I had seen John miserable and angry many times, but today he seemed genuinely depressed. This was the first time he was questioning the point of going on; he wanted me to keep this off his record, but he had actually begun to seriously think about suicide. I was really worried about him, and wanted him to get some help, but as usual John dismissed the idea. I thought at least he would let me sign him off work for a few weeks, but no – despite all his anger and bitterness towards his career and the detriment it had caused to his life, he couldn’t quite imagine living without it. He had a fierce loyalty to his job and over the years it had taken pre-cedence over every other component of his life. You would think that, given its hold over him, John would at least be passionate and enthusiastic about his career, but when I asked him about it, he told me that as each year passed he found it increasingly hard to take any sort of joy or satisfaction from a day at work.

Normally it’s me needing to hurry along a consultation due to poor time keeping, but on this occasion it was John who brought our consultation to a close.

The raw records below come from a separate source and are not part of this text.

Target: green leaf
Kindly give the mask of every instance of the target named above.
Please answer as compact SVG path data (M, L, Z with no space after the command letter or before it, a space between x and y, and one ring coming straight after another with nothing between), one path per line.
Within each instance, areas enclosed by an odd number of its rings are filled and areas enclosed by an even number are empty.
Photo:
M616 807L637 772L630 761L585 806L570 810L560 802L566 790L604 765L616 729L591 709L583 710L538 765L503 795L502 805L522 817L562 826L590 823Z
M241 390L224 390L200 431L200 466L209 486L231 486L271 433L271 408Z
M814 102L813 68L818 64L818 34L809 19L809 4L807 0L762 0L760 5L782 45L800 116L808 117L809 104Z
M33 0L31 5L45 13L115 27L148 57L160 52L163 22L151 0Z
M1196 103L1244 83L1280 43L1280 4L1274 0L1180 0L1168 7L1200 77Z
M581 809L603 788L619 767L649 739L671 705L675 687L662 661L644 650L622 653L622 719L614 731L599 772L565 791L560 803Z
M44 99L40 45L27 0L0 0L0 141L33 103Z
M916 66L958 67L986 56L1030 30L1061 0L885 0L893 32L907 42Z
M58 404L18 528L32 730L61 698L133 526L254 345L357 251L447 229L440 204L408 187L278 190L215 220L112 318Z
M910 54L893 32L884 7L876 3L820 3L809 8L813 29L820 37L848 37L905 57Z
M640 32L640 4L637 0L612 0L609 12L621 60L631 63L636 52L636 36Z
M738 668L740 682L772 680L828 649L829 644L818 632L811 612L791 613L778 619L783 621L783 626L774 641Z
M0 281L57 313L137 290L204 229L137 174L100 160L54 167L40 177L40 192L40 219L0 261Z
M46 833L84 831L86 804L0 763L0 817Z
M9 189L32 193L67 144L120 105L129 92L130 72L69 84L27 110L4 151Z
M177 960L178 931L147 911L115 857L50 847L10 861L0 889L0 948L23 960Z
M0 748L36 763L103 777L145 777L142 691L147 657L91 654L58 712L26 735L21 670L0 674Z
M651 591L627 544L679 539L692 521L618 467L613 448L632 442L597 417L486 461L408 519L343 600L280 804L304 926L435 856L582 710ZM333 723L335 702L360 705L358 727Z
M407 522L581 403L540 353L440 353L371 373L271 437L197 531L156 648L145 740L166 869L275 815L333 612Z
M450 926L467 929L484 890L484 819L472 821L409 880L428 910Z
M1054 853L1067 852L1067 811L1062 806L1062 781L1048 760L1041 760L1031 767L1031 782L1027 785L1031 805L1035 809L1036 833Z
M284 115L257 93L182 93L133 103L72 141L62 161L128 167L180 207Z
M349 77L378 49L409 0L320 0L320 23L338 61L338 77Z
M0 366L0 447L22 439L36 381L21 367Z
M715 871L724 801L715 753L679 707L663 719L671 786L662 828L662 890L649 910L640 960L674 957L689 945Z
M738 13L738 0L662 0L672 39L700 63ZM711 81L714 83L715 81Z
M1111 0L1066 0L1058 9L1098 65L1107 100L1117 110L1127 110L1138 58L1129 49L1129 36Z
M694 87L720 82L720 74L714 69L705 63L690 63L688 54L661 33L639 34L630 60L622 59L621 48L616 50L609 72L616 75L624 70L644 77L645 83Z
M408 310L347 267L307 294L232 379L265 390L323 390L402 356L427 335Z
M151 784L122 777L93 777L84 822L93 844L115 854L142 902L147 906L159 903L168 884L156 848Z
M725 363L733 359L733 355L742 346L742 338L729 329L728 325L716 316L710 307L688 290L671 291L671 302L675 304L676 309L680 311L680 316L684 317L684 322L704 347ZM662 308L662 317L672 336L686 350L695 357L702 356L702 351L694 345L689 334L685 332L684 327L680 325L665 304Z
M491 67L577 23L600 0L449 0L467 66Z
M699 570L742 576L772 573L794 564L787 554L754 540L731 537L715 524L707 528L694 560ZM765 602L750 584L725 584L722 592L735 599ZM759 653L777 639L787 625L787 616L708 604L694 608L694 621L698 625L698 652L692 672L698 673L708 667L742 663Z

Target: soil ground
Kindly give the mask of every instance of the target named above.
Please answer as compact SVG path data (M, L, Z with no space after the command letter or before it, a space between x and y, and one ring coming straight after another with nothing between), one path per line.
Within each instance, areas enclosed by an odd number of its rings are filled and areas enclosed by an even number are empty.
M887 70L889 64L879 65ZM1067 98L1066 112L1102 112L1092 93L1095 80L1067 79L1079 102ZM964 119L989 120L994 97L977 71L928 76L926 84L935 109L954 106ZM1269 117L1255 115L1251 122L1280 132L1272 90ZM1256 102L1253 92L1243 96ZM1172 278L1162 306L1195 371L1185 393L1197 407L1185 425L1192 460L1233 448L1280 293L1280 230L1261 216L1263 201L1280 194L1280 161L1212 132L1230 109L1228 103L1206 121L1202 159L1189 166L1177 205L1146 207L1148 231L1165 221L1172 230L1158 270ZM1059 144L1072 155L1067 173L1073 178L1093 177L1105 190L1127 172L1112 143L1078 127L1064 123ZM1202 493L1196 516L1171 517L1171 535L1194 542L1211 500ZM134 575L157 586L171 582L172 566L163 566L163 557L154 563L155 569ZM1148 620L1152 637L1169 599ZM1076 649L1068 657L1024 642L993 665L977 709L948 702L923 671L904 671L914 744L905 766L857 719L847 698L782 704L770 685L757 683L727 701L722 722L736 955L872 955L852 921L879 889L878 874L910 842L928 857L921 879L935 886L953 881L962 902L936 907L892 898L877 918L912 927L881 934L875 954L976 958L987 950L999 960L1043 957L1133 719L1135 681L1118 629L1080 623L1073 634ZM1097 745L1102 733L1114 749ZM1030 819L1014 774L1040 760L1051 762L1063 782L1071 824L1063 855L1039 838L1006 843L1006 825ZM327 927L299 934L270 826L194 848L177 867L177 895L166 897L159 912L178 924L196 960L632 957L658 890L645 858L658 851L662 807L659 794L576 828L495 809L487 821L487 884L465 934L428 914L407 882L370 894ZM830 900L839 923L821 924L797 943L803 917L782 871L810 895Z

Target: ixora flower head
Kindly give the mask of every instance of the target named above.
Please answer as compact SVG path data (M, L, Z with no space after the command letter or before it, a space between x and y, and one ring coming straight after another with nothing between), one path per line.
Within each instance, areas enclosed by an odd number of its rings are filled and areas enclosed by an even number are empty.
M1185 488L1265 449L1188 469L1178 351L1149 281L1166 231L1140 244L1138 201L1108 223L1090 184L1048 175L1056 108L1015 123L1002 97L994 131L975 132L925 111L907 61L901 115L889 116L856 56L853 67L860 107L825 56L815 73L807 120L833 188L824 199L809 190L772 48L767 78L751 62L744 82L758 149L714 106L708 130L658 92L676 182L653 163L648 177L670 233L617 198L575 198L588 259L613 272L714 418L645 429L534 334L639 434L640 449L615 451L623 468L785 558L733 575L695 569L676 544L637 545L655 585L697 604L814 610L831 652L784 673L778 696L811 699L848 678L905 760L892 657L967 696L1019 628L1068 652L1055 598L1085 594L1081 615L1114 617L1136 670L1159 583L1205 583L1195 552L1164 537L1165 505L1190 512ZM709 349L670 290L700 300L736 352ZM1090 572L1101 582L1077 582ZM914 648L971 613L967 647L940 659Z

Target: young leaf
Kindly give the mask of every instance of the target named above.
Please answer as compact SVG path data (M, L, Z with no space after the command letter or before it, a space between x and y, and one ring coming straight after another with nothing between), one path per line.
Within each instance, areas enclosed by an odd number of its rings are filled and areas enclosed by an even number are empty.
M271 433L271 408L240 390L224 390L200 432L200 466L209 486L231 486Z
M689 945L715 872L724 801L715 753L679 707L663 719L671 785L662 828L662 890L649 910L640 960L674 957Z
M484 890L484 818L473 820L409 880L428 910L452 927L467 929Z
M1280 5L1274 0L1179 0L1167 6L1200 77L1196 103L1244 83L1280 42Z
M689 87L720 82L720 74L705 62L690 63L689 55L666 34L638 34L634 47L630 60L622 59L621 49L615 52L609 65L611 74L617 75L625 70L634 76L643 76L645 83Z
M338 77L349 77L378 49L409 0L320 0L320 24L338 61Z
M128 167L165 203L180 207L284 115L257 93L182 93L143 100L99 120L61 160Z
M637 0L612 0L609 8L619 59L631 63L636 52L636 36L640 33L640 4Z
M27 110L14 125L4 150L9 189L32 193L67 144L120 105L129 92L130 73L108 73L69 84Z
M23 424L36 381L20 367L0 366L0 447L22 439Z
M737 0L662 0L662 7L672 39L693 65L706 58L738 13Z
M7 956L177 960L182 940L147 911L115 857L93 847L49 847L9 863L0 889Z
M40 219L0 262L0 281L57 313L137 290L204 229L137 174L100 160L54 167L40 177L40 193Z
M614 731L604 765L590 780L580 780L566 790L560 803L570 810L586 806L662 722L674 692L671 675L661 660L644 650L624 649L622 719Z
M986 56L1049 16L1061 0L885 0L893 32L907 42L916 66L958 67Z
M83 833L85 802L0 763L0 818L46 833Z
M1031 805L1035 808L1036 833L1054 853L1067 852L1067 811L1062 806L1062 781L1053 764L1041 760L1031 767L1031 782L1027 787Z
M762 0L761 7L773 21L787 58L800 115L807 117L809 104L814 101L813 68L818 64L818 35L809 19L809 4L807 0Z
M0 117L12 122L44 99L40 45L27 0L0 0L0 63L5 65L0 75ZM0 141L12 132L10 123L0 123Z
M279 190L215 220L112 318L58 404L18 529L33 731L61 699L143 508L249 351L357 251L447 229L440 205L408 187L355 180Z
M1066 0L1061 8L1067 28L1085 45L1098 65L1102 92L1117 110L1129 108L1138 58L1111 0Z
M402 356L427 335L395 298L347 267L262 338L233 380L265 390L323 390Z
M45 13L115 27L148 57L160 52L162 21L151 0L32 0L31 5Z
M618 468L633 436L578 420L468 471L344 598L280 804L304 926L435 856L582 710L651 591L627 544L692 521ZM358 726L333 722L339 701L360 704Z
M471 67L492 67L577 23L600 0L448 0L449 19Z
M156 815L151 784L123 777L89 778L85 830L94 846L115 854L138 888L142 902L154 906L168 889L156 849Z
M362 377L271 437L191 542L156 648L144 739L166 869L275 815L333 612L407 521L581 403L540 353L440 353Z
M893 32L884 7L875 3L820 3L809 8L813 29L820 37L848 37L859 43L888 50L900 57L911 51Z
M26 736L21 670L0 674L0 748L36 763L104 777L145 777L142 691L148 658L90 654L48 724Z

He needed to get back to work. I watched him from my window frantically rushing back to his car.

As he accelerated out of our car park, I could just picture him speeding recklessly the few miles across town, running past his secretary, turning on his computer and grabbing his stethoscope.

I hoped his first patient of the afternoon appreciated him and wasn’t too disgruntled about him starting his surgery 10 minutes late.

How doctors die

Doctors are human too, and much like many of our patients, we aren’t always great at looking after our physical and mental health. We live our lives in much the same way as anyone else, and although we should really have above-average skills when it comes to self-diagnosis, we will still succumb to the inevitable eventually and shuffle off this mortal coil. Interestingly though, although doctors live their lives much like everyone else, we often choose to end them differently.

We live in a time where drugs and technology allow doctors to cheat nature and keep patients alive for longer and longer. This is a fantastic achievement of modern science and every day I speak to happy, healthy people who would be dead without our medical input. This advancement does, however, have a cost. As I write this, Nelson Mandela is still alive in an intensive care unit in South Africa. The television cameras have been kept away, but any medic can imagine what sort of life someone in his situation would be living. He is likely to be asleep much of the time with most of his waking hours spent devoted to taking medications either orally or directly into his veins. The needles and blood tests will be constant, with the desperate attempts by the medics to keep his vital organs functioning. Food would be at best puréed and at worst fed through a tube. Toileting would be via a catheter and a nappy. It seems so sad that such a great man could be reduced to this.

When we doctors talk among ourselves we often promise that we won’t allow our own lives to be kept artificially prolonged in such a way. When machines and medication can keep your heart beating while nearly every other bodily faculty is failing, surely it is time for doctors to stop dragging out any last semblance of existence and let nature take its course?